A recent study took on some of these wrinkles, with startling results. Our team from Mass General Brigham and Harvard Medical School performed genomic analysis on samples from the Mass General Brigham Biobank, offering to return actionable results to 36,000 biobank participants for 59 genes. We convey the lessons we learned along the way in a new paper in the American Journal of Human Genetics.
Lesson One: Sharing this information really could save lives. Of the 256 biobank volunteers who were informed that they carried an increased risk of a serious condition, over 75% were hearing about it for the first time. Around half of them already met the criteria to get genetic testing for the condition in question, such as related symptoms or a family history, but had never received it. In most cases, they hadn’t been offered it, despite the signs. The other half had no such signs; if they hadn’t learned of their risk through this study, they might have never known until symptoms appeared.
Lesson Two: Genome sequencing is much better at this than the faster, cheaper option of array-based genotyping. Genotyping is widely used (again: faster, cheaper) in research and consumer genetic testing as a way of looking only at very specific places in the genome. But in the biobank study, the team initially genotyped samples, then used sequencing to verify the results — and discovered that 45% were incorrect.
In other words, if the team had gone ahead with just genotyping and no sequencing — as many researchers might — nearly half of the people notified of an increased risk might have gotten a false positive. That’s a fairly big deal.

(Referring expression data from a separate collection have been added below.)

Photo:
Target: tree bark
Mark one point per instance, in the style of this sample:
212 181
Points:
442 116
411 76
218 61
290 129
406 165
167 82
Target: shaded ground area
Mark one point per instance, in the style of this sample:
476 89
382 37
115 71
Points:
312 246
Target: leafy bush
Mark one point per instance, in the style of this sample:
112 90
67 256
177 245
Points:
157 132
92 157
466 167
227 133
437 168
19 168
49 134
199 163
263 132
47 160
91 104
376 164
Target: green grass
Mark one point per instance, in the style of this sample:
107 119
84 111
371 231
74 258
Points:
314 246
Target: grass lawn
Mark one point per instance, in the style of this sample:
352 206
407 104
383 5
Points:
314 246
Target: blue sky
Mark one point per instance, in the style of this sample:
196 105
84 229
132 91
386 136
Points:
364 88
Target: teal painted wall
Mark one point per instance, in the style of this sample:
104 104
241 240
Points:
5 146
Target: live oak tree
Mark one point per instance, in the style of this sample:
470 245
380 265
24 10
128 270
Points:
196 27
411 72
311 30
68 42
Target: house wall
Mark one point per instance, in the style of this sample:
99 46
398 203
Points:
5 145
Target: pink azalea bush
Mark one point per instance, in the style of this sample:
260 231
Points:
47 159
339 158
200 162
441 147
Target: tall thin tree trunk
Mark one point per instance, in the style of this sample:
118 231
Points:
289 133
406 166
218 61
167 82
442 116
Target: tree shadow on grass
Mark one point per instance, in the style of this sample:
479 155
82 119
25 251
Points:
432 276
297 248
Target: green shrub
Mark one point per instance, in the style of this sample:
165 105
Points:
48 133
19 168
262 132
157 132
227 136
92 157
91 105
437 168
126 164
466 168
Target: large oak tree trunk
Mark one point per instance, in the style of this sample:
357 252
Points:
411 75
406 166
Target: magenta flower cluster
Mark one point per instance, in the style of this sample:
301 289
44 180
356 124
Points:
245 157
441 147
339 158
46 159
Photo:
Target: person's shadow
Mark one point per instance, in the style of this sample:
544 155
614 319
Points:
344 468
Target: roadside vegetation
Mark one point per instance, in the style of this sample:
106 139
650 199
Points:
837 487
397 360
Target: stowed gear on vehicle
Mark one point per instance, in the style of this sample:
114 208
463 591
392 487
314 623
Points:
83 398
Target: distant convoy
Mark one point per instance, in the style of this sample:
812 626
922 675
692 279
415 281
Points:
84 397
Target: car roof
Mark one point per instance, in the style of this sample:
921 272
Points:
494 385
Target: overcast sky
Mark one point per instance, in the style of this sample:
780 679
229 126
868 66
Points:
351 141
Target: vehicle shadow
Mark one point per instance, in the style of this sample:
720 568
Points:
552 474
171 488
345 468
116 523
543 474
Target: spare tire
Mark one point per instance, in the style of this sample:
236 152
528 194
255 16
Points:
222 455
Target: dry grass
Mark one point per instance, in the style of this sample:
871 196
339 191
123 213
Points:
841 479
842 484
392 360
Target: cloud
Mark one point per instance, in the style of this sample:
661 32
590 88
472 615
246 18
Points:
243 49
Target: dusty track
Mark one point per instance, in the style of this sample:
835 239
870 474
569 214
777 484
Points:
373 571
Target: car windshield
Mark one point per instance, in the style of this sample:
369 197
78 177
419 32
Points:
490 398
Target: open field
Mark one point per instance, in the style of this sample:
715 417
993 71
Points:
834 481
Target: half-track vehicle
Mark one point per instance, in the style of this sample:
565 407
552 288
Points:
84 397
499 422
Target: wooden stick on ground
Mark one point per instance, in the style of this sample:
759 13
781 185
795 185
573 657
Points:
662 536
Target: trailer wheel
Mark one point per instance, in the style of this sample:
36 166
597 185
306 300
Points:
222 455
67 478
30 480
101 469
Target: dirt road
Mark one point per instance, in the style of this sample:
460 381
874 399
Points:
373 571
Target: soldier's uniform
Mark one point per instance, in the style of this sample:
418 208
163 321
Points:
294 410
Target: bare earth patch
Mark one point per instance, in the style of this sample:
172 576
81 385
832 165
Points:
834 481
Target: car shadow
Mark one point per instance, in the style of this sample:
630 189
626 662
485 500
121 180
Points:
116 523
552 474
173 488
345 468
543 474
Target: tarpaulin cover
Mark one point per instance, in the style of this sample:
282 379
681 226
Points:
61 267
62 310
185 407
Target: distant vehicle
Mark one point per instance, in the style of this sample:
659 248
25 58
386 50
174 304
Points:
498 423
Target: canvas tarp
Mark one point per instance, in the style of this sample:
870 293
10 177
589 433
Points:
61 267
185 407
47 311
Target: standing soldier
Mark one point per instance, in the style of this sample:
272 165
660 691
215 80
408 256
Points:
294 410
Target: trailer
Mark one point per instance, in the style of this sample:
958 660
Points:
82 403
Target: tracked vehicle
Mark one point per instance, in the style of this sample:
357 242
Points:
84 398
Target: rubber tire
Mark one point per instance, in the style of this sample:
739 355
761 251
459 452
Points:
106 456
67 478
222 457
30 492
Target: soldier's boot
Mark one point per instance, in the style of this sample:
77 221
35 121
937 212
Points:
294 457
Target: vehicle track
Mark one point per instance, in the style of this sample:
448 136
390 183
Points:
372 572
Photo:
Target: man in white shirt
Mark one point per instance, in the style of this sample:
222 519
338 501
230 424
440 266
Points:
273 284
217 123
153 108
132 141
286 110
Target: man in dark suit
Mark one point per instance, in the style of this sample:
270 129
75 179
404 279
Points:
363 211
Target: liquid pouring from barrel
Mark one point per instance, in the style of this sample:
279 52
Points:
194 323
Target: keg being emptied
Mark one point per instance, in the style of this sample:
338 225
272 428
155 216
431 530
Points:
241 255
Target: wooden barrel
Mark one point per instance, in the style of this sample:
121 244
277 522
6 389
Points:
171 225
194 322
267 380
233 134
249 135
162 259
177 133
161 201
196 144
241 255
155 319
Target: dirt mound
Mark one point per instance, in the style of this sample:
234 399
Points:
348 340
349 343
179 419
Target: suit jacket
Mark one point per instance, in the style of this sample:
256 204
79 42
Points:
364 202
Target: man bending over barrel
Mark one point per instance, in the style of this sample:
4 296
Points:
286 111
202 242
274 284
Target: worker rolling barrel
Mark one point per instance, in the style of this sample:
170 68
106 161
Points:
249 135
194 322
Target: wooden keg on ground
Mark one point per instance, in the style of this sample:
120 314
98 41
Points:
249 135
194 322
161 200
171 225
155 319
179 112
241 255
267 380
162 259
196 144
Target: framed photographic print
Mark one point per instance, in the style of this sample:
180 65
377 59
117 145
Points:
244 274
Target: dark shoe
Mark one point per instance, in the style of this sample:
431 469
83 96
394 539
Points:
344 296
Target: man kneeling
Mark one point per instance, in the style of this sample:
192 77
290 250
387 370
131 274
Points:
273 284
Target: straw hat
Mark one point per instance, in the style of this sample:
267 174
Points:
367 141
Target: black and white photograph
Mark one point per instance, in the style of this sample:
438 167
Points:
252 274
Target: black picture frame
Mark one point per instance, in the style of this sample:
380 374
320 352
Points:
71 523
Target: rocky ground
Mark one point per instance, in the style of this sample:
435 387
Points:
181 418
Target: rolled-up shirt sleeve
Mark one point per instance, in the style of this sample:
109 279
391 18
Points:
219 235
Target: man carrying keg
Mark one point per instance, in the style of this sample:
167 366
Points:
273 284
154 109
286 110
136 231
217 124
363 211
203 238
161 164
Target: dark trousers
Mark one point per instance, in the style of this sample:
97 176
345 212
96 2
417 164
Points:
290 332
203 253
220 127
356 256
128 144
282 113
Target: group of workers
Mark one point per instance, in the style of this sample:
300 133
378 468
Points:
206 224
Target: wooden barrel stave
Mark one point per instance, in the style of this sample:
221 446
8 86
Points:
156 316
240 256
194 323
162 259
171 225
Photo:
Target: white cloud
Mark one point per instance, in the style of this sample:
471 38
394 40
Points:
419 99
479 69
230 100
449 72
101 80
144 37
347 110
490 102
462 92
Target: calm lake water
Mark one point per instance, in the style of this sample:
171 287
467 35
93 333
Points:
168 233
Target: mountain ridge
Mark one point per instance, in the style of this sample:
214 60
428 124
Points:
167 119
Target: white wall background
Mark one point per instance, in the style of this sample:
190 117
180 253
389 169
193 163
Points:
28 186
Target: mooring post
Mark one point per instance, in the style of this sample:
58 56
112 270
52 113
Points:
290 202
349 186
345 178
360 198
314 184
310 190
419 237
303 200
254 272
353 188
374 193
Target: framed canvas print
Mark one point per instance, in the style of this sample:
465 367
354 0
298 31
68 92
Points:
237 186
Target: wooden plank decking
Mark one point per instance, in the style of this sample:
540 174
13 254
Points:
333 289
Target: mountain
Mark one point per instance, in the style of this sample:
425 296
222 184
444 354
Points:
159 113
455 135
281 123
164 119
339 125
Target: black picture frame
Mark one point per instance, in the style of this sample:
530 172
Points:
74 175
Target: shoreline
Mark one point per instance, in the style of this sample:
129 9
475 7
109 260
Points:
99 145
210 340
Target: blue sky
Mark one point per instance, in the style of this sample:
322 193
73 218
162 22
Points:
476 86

Genotyping fell even further short on false negatives. We found that of all the dangerous variants discovered through comprehensive sequencing, genotyping had only identified 28% of them.
As genome sequencing continues to become more accessible and affordable, it may become routine in these situations. Eventually, the problem might resolve itself that way. But given the stark results of this study, genomic researchers who are returning results to participants need to look at how to incorporate sequencing now, not later. For example, if a team is using genotyping for their research project and also returning actionable findings from that genotyping to participants, it would make a great deal of sense to use sequencing to double-check outgoing reports to avoid sharing an alarming number of false results.
Returning genomic research results to participants can clearly save lives. The effort is real, but it’s worth it.